BioSkills bio-pathway-enrichment-visualization

Visualize enrichment results using enrichplot package functions. Use when creating publication-quality figures from clusterProfiler results. Covers dotplot, barplot, cnetplot, emapplot, gseaplot2, ridgeplot, and treeplot.

install
source · Clone the upstream repo
git clone https://github.com/GPTomics/bioSkills
Claude Code · Install into ~/.claude/skills/
T=$(mktemp -d) && git clone --depth=1 https://github.com/GPTomics/bioSkills "$T" && mkdir -p ~/.claude/skills && cp -r "$T/pathway-analysis/enrichment-visualization" ~/.claude/skills/gptomics-bioskills-bio-pathway-enrichment-visualization && rm -rf "$T"
manifest: pathway-analysis/enrichment-visualization/SKILL.md
source content

Version Compatibility

Reference examples tested with: ggplot2 3.5+

Before using code patterns, verify installed versions match. If versions differ:

  • R:
    packageVersion('<pkg>')
    then
    ?function_name
    to verify parameters

If code throws ImportError, AttributeError, or TypeError, introspect the installed package and adapt the example to match the actual API rather than retrying.

Enrichment Visualization

"Create publication-quality plots from my enrichment analysis" → Generate dotplots, gene-concept networks, enrichment maps, GSEA running score plots, and ridgeplots from clusterProfiler results.

  • R:
    dotplot()
    ,
    cnetplot()
    ,
    emapplot()
    ,
    gseaplot2()
    (enrichplot)

Scope

This skill covers enrichplot package functions designed for clusterProfiler results:

  • dotplot()
    ,
    barplot()
    - Summary views
  • cnetplot()
    ,
    emapplot()
    ,
    treeplot()
    - Network/hierarchical views
  • gseaplot2()
    ,
    ridgeplot()
    - GSEA-specific
  • goplot()
    ,
    heatplot()
    ,
    upsetplot()
    - Specialized views

For custom ggplot2 enrichment dotplots (manual implementation), see

data-visualization/specialized-omics-plots
.

Setup

Goal: Load required packages for visualizing enrichment analysis results.
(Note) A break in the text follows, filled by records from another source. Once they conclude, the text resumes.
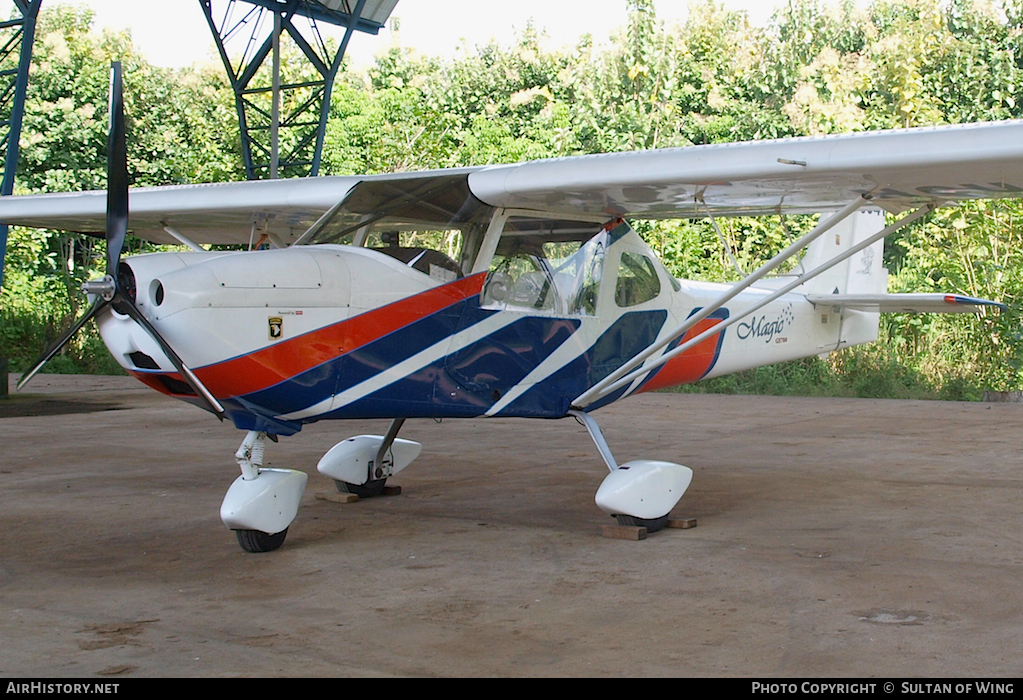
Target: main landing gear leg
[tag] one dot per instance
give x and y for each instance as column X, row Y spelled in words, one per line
column 638, row 492
column 362, row 464
column 262, row 502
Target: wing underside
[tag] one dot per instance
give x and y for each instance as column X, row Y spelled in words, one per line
column 903, row 303
column 897, row 170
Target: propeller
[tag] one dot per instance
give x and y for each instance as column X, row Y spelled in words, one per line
column 117, row 288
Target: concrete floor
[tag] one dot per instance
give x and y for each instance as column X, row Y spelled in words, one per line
column 836, row 537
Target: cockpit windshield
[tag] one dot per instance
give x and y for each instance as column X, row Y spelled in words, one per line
column 559, row 272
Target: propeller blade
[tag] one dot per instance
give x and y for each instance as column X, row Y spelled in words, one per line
column 117, row 175
column 114, row 290
column 132, row 310
column 62, row 341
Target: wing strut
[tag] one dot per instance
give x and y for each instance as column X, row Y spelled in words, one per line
column 626, row 376
column 601, row 388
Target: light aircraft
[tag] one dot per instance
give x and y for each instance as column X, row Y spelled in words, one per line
column 503, row 291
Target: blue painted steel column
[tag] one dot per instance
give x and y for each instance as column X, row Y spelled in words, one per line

Approach: Import clusterProfiler, enrichplot, and ggplot2 which provide the plotting functions for enrichment objects.

library(clusterProfiler)
library(enrichplot)
library(ggplot2)

# Assume ego (enrichGO result), kk (enrichKEGG result), or gse (GSEA result) exists

Dot Plot

Goal: Summarize enrichment results showing gene ratio, count, and significance in a single figure.

Approach: Use enrichplot dotplot which maps gene ratio to x-axis, term to y-axis, dot size to count, and color to p-value.
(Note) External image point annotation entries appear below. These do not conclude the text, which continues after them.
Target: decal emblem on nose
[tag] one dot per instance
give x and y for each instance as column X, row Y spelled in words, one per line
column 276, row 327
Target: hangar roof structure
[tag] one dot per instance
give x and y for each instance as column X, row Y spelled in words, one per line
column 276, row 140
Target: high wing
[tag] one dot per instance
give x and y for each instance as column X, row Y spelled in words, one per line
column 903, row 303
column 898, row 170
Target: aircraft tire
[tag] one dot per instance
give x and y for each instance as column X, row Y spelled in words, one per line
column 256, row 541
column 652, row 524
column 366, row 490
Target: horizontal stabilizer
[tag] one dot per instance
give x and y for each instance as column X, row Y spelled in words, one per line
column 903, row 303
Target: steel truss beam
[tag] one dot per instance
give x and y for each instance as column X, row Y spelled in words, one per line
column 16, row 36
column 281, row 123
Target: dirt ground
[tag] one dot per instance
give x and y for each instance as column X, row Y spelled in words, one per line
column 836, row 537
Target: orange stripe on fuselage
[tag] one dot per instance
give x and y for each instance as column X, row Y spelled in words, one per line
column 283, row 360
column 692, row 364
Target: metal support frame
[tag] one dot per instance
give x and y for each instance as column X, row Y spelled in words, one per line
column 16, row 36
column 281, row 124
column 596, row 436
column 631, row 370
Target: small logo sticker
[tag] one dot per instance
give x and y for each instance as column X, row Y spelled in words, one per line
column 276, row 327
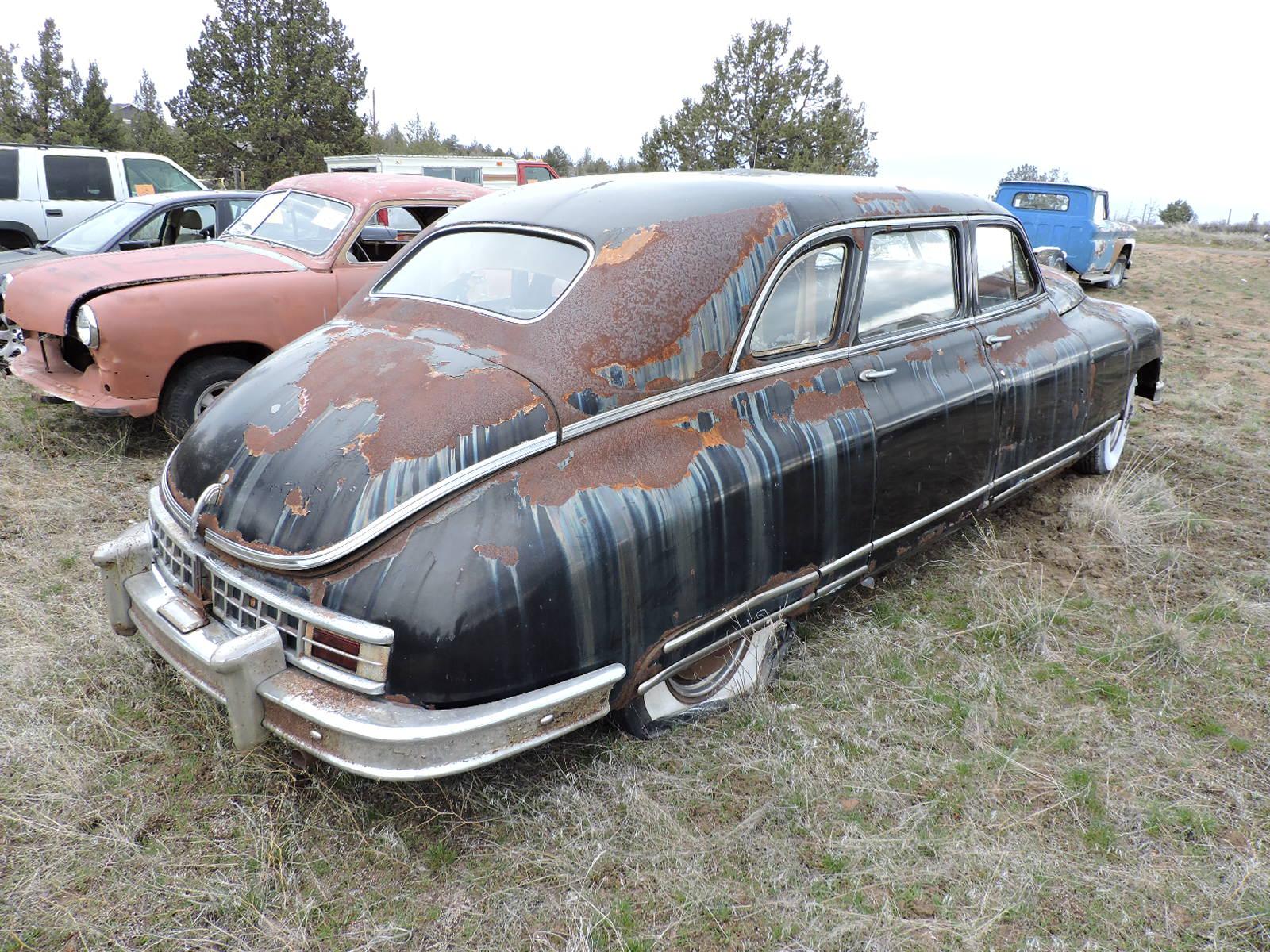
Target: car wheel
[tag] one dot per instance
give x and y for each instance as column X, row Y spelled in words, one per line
column 196, row 386
column 740, row 668
column 1104, row 457
column 1115, row 277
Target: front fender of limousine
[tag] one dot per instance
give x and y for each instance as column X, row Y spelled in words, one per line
column 587, row 448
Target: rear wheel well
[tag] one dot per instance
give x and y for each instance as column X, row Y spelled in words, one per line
column 10, row 239
column 247, row 351
column 1149, row 376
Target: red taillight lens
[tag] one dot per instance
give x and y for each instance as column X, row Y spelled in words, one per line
column 334, row 649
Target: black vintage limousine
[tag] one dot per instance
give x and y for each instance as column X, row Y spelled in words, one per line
column 586, row 447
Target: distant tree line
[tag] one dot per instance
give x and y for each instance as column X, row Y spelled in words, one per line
column 275, row 86
column 44, row 101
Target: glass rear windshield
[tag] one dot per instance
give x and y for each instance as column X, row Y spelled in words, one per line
column 511, row 273
column 294, row 219
column 1041, row 201
column 93, row 234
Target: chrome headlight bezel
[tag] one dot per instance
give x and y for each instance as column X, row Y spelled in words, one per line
column 86, row 328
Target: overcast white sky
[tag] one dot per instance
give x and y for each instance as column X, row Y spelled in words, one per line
column 1147, row 103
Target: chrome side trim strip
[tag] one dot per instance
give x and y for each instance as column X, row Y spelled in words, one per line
column 356, row 628
column 670, row 672
column 931, row 517
column 841, row 583
column 727, row 616
column 1052, row 454
column 376, row 527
Most common visualization - shows gene ratio, count, and significance.

dotplot(ego, showCategory = 20)

# Customize
dotplot(ego, showCategory = 15, font.size = 10, title = 'GO Enrichment') +
    scale_color_gradient(low = 'red', high = 'blue')

# Save
pdf('go_dotplot.pdf', width = 10, height = 8)
dotplot(ego, showCategory = 20)
dev.off()

Bar Plot

Shows enrichment count or gene ratio.

barplot(ego, showCategory = 20)

# Customize
barplot(ego, showCategory = 15, x = 'GeneRatio', color = 'p.adjust')

Gene-Concept Network (cnetplot)

Goal: Visualize which genes contribute to multiple enriched terms, revealing shared biology.
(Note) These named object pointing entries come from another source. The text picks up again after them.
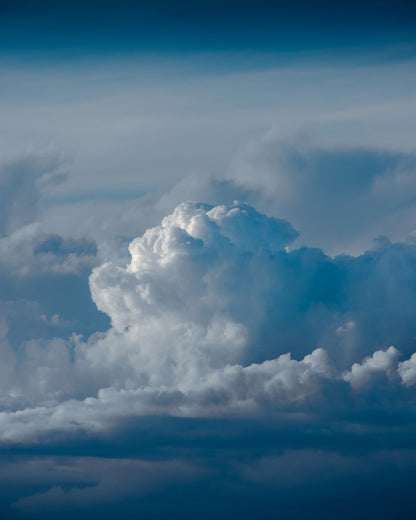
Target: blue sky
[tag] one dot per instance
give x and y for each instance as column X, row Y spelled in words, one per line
column 207, row 259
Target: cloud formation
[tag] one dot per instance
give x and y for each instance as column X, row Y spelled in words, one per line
column 214, row 315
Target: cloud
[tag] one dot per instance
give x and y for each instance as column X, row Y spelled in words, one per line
column 22, row 182
column 213, row 316
column 366, row 191
column 382, row 361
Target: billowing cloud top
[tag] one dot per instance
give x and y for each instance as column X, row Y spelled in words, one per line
column 202, row 322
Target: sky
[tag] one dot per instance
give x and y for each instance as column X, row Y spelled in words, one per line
column 207, row 259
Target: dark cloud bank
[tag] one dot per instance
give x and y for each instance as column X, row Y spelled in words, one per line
column 240, row 375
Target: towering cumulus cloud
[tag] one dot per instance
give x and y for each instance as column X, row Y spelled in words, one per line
column 215, row 315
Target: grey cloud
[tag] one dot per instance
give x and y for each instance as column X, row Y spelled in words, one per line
column 214, row 316
column 338, row 198
column 22, row 182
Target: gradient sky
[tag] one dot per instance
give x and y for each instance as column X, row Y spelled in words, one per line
column 247, row 354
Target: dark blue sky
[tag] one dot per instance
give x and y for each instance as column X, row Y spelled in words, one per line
column 234, row 363
column 75, row 27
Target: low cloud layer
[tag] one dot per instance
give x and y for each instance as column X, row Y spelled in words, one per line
column 214, row 315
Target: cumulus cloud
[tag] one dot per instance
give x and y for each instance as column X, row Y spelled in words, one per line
column 382, row 361
column 215, row 315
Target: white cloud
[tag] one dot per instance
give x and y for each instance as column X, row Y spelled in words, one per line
column 213, row 316
column 381, row 362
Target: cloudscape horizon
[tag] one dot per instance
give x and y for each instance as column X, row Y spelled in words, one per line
column 207, row 259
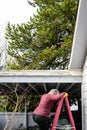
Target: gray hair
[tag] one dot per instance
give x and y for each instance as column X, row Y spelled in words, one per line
column 54, row 91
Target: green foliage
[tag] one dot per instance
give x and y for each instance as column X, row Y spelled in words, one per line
column 44, row 42
column 8, row 103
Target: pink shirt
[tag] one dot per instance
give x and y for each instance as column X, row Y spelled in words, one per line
column 46, row 104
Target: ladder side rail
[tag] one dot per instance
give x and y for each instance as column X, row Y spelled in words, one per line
column 70, row 113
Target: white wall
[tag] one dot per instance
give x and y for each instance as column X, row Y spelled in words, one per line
column 84, row 97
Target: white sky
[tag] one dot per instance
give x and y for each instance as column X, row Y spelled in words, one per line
column 14, row 11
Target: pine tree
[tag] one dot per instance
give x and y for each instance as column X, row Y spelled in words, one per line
column 45, row 42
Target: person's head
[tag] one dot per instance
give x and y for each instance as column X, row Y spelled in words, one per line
column 54, row 91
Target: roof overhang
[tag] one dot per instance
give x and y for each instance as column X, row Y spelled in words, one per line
column 79, row 48
column 41, row 76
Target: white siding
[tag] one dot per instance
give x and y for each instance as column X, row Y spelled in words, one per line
column 84, row 97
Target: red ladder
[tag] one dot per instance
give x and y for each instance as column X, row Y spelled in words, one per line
column 58, row 110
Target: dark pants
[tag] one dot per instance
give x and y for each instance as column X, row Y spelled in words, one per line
column 42, row 121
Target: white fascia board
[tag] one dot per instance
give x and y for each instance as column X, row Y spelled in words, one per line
column 79, row 48
column 41, row 76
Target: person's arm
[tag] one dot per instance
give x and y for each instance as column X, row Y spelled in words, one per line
column 56, row 97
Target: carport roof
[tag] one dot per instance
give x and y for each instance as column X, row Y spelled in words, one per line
column 79, row 48
column 41, row 81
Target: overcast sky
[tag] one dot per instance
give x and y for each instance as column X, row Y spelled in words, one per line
column 14, row 11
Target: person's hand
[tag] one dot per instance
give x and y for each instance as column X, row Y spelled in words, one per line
column 66, row 95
Approach: Build a bipartite network connecting enriched terms to their member genes, optionally colored by fold change.

Shows relationships between genes and enriched terms.

# Basic cnetplot
cnetplot(ego)

# With fold change colors
cnetplot(ego, foldChange = gene_list)

# Circular layout
cnetplot(ego, circular = TRUE, colorEdge = TRUE)

# Customize node size
cnetplot(ego, node_label = 'gene', cex_label_gene = 0.8)

Enrichment Map (emapplot)

Goal: Identify clusters of related enriched terms by visualizing shared gene overlap.

Approach: Compute pairwise term similarity, then plot as a network where edges connect terms sharing genes.

Shows term-term relationships based on shared genes.

# Requires pairwise_termsim first
ego_pt <- pairwise_termsim(ego)
emapplot(ego_pt)

# Customize
emapplot(ego_pt, showCategory = 30, cex_label_category = 0.6)

# Cluster by similarity
emapplot(ego_pt, group_category = TRUE, group_legend = TRUE)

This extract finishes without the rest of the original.